Updated 23 December 2025:

Fixed link to bootloader in documentation.
Fixed link to uLisp test build in documentation.
Fixed link to Forth test build in documentation.

About six months ago, to my surprise, I completed the BoxLambda SoC’s gateware. Since then, I’ve explored various OS projects, programming languages, tools, and ideas for BoxLambda’s software environment. It’s time to commit to a software architecture.

Context

Here’s a TLDR, for those who haven’t read all 33 previous posts: BoxLambda is a hardware-software crossover project creating a homebrew, retro-style FPGA-based microcomputer. The goal is to create a sandbox environment for experimenting with software and FPGA gateware.

The physical setup looks like this:

The physical setup.

BoxLambda’s current features:

Target FPGA: Arty-A7-100T.
Ibex RISC-V core with machine timer and hardware interrupt support.
Harvard architecture-based interconnect.
Low-latency register and memory access across the SoC.
Predictable instruction cycle counts.
DFX Partial FPGA Reconfiguration support.
DDR3 external memory access through the Litex memory controller.
OpenOCD-based debug access on FPGA and Verilator.
VERA-based VGA graphics: 2 layers, tile or bitmap mode, 2 banks of 64 sprites, 128KB Video RAM, 256 color palette.
Dual YM2149 PSG Audio.
SD Card Controller and FatFs File System.
24-pin GPIO, UART, SPI Flash Controller, I2C Controller.
Real-time Clock and Calendar (RTCC) support.
USB HID Keyboard and Mouse support.
Picolibc-based standard C environment.
Test application suite covering all SoC components, running on both FPGA and Verilator.
A Linux CMake and Bender-based Software and Gateware build system.

This is the gateware’s block diagram:

BoxLambda Block Diagram.

Project documentation: https://boxlambda.readthedocs.io/en/latest/

The Repo: https://github.com/epsilon537/boxlambda

OS Requirements

Here are the original requirements relevant for the software side of BoxLambda (see first post):

Simplicity: It must be easy to jump in and do something: create, hack, tinker.
Grokability: It must be doable for a single person to develop a good understanding of the entire system, software and hardware.
Deterministic Behavior: By design, it must be clear how long an operation an operation is going to take, be it one instruction or a complete function.
Single User/Single Tasking OS booting to a console shell.

(There are some additional, practical requirements for peripherals, sound, and graphics.

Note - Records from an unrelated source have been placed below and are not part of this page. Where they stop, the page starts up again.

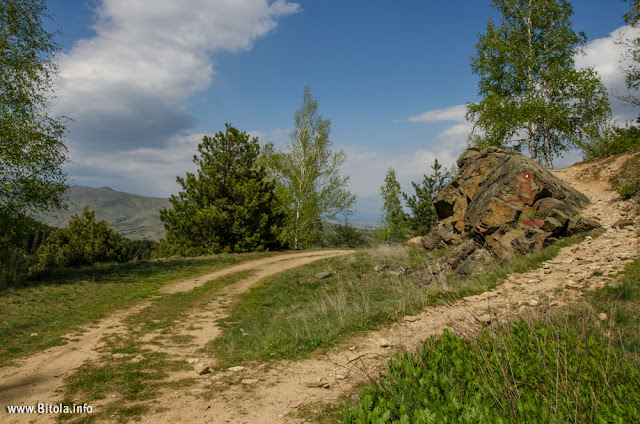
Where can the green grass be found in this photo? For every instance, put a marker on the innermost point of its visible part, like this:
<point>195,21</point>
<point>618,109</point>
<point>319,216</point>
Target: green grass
<point>621,303</point>
<point>572,366</point>
<point>68,299</point>
<point>127,384</point>
<point>529,371</point>
<point>306,314</point>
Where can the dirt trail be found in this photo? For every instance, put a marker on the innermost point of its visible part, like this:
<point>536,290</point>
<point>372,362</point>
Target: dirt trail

Those are less relevant for the current discussion.)

That was three years ago. Meanwhile, I’ve had time to think about them and my expectations for the operating system. I would like to introduce the following additional requirements:

Self-Hosting: The system must be self-contained and self-hosted, i.e. not depend on a host PC for software development.
System Programming: The programmer must have full access to the system, i.e. not be restricted to a sandbox/VM environment.
REPL: The programming environment must support interactive programming using a REPL.
Automated Testing: All features must support automatic testing.

Elaborating on the above:

The OS must support assembly-language level programming. Think of programming an Interrupt Service Routine or bit-banging a timing-critical bus, for example.
I don’t want to do all system-level programming in assembly language. I’m going to need a Compiled Language. The compiler must be self-hosted.
The OS must include low-level tools such as a disassembler, memory editor, and debugging facilities.
The OS must support a text editor.

Also worth noting:

The Automatic Testing requirement may result in gateware changes supporting testability, e.g. a VGA capture mechanism.
A purely interpreted software environment does not meet the requirements (it is not suitable for System Programming and does not easily provide Deterministic Behavior).
Even though the system must not depend on a host PC, a USB connection to a PC will still be useful for:
- File transfers to or from a PC.
- JTAG debugging of system software issues.
- Flashing new firmware and bitstream images.
I’m going to use open-source third-party components wherever I see fit, just like I did on the Gateware side of the project. In practice, this means that parts of the OS will consist of cross-compiled C/C++ code. An FFI (Foreign Function Interface) between the cross-compiled code and the self-hosted code will be needed.

Forth

Forth enthusiasts already know: These requirements have Forth written all over them.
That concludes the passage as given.